Working towards a brighter future in giant cell arteritis
Neil Collinson, PhD, Senior Clinical Development Scientist is part of a team at Roche focused on research that will increase our understanding of giant cell artertis, a rare inflammatory autoimmune condition with challenging diagnosis.
Giant cell arteritis (GCA, temporal arteritis) is an inflammatory disease that affects medium- and large-sized arteries, primarily those supplying the temple, scalp, face and eyes and the aorta and its branches that supply the neck and arms. The hallmark sign of GCA is when immune cells invade the walls of affected arteries leading to inflammation and erosion resulting in partial or complete blockage of the vessels. What triggers this immune attack is not well understood.
GCA has a predilection for Caucasians over 50 years old, hitting its peak incidence in the eighth decade of life and favouring women three to one. GCA presents in many different ways, depending on affected arteries. Classical symptoms include excruciating head pain that can initially be difficult to tell apart from migraine or cluster headaches. Head pain can also be felt in the neck, scalp, cheek, and in the jaw when chewing or speaking, even extending to the tongue. Visual complications are also common – including blurring, double or obscured vision. The most feared manifestation of GCA, permanent vision loss, still occurs in some patients.

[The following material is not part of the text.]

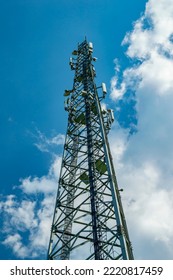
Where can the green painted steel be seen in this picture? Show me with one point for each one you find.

There are other forms of GCA characterised by debilitating pain in the arms, aching in the hips and shoulders or even as unpronounced as a non-productive cough. Weight loss, fever and night sweats are also common symptoms. In either case there is a real risk that timely diagnosis is delayed as symptoms can be confused, first by the patient and then by the medical practitioner, with other common conditions particularly those related to aging. Swift diagnosis is essential as untreated GCA can lead to irreversible vision loss, stroke or aneurysms.
Evolving standards of care
Over the course of the last half century, the use of steroids transformed inflammatory disease and brought immediate relief to people living with GCA. In high doses, their rapid effect on the acute symptoms such as headache, jaw pain and debilitating limb pain along with the ability to prevent vision loss, one of the most devastating effects of untreated GCA, were proof points of their efficacy and they soon became the mainstay of therapy.
However, as with many treatments, there are pitfalls. There is no ‘one size fits all’ approach and for at least half of patients a relapse occurs - meaning that their symptoms come back - as the high dose steroids are gradually weaned to mitigate the toxic effects unleashed by chronic steroid treatment, or because they are unable to take steroids due to other complications. The hope is to bring new therapies that break the inflammatory response cycle and thereby help patients maintain remission in the absence of steroids.
Understanding the pitfalls of the current standard of care is ultimately driving innovation for the future of GCA treatment. Research academia is interested in GCA because of the opportunity to address patient needs with the new understanding of immunopathology. Scientists and clinicians need to collaborate to understand why GCA develops and more importantly, how it can be stopped. Characterising the role of all the different immune cells and biological pathways within immune-mediated disease is complex, but we are making progress. Published research across the world is increasingly corroborating a key role of a cytokine called interleukin-6 (IL-6) in the development of GCA, and through my work at Roche and that of the broader team, I am inspired to potentially deliver the opportunity to bring a new standard of care to people living with GCA.